Von Gila Wohlmann. Erstellt am 30. Dezember 2020 (03:36)

„In Zeiten, in denen das gesellschaftliche Gefüge immer weiter auseinanderdriftet, brauchen wir Menschen, die sich trauen, Verantwortung für andere zu übernehmen.“ So die Worte von Bezirksfeuerwehrkommandant Georg Schröder.

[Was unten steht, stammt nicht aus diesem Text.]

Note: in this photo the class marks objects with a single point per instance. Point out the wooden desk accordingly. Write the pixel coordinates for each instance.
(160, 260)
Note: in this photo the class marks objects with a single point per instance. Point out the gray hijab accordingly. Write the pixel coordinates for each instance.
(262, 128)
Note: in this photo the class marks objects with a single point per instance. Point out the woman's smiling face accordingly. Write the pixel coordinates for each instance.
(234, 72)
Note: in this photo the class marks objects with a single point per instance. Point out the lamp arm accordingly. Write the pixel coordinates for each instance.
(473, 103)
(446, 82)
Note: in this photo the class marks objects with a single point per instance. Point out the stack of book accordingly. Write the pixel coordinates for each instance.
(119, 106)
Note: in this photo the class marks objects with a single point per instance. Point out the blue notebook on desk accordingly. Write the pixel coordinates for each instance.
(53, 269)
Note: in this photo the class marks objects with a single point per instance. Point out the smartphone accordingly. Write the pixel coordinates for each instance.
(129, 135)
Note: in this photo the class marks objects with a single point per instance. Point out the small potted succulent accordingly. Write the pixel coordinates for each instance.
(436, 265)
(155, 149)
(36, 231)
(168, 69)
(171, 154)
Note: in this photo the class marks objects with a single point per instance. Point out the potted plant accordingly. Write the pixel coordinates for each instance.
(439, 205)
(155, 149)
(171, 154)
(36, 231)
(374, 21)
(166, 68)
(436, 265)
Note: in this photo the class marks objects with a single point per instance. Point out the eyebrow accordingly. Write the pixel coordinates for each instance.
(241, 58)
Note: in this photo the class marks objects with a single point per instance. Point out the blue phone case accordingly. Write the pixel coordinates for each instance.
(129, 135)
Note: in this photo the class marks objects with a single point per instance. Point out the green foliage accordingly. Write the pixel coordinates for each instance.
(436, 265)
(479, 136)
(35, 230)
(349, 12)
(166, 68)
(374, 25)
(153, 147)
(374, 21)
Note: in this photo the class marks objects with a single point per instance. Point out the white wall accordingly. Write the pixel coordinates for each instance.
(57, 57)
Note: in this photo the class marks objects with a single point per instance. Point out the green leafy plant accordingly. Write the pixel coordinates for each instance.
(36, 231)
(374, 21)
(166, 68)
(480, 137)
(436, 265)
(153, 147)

Feuerwehrwahlen stehen an, auch für das Pielachtal sind die meisten Kandidaten nominiert. Ob bewährter Kommandant oder neuer Mann an der Spitze, eines steht fest: Die künftige Führung hat es nach dem Corona-Jahr nicht leicht, denn die Pandemie-Vorgaben haben den ehrenamtlichen FF-Betrieb nicht attraktiver gemacht. Keine Fortbildungen. Maskentragen im oft atemraubenden Einsatzgeschehen. Ausbleiben von Einnahmen wegen Festabsagen und fehlender Haussammlung. Alle Feuerwehren haben aber trotz erschwerten Betriebs die Bürger weder bei Hochwasser, Unfällen noch Bränden hängen gelassen. Jetzt sind die Pielachtaler am Zug. Mitmachen, wenn möglich. Spenden, auch ohne Anlass. Oder zumindest Danke sagen. Letzteres geht immer.